Drawing in a deep breath, I swear this room still smells like her—her shampoo, our sex—and that makes it hard to stop thinking about her. To stop wishing she were still here. To stop replaying her bullshit ghosting act and the way it felt watching her walk away.
“Let it go,” I murmur and lean my head against the back of my chair, willing sleep in any form to come.
I close my eyes and try to quiet everything. All thoughts. All hopes. All dreams.
And in that limbo state between being awake and falling asleep, I have a moment of clarity I’m sure I won’t remember once I wake in the morning.
She slept with me tonight and bailed.
Why?
To get back at me like I did her that first night in the elevator? To show why I should have chased after her three years ago?

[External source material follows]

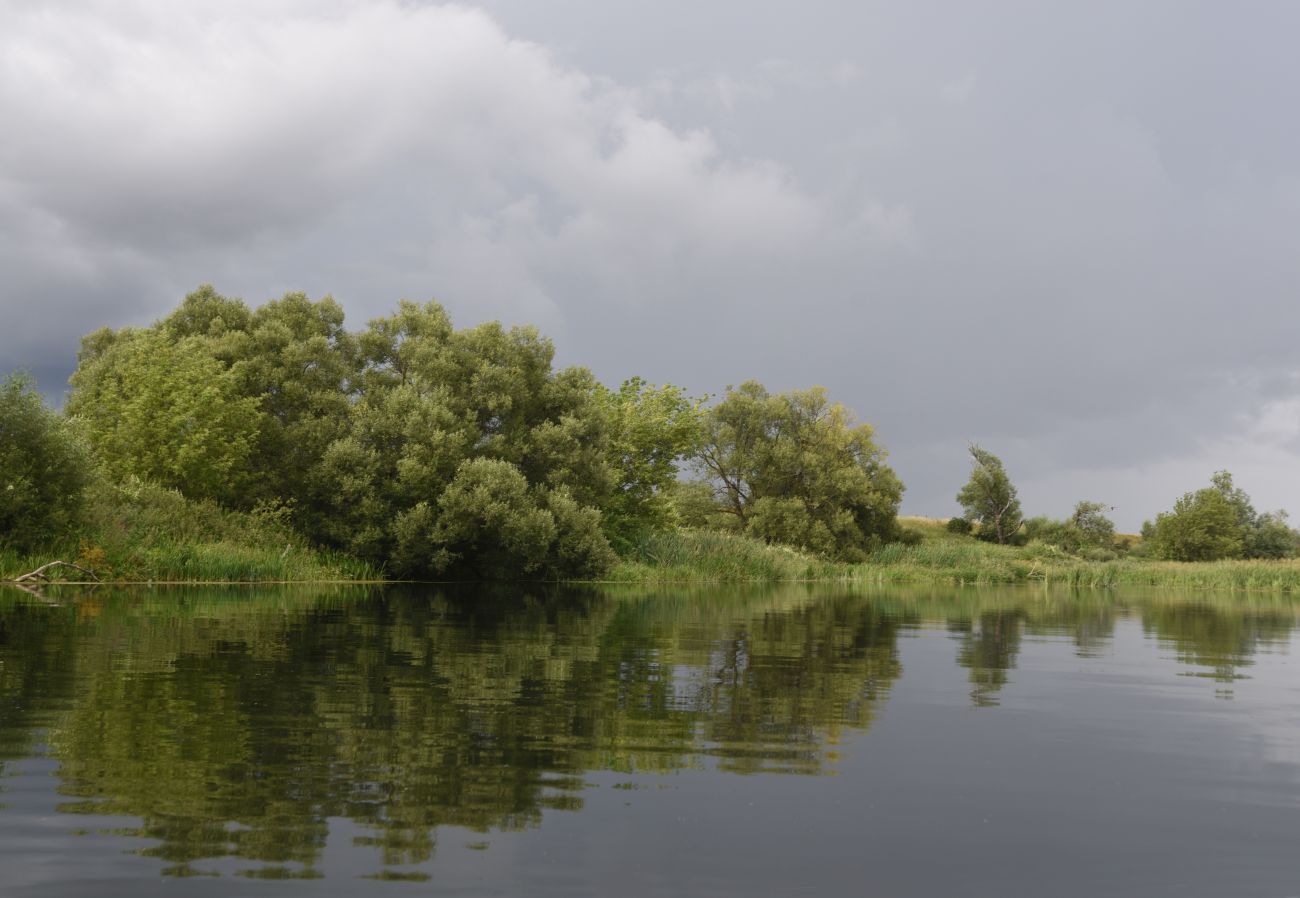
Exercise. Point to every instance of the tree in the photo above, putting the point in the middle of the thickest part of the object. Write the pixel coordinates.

That’s not like her, though.
Then what could it be?
Because Callum saw us? Because what had just happened between us was more than obvious?
Why the fuck does that matter?
He’s her client, I’m not.
There’s no line of professionalism that was crossed when it shouldn’t be. There were no favors promised. Just pure, insanely incredible sex.
So why . . .
Shit.
Because Dekker Kincade is here to recruit me.
That has to be the only logical answer.
And I say logical, because I can’t swallow that she bailed because she’s embarrassed for people to know we were together. For Callum to know we had slept together.
The question is: is that why she slept with me? To maybe slide into my life between some bouts of good sex, some pillow talk . . . where she convinces me to leave Sanderson and change to KSM?
That would mean she just slept with a potential client. That would explain why she bailed right after.
I reject the notion but hate the thought that lingers. The one that screams all I am is a client to her.
A number she wants to nail to her wall, a fat commission check she’ll win over to her side and then forget to pay attention to. First the Dartmouth game and then tonight.
It’s the easiest thing to believe.
So much easier than believing maybe I deserve her. So much easier than believing she cares for me.
Because the last time she blew me off like this was after a bout of sex, when she got dressed and walked away, visibly upset without divulging why.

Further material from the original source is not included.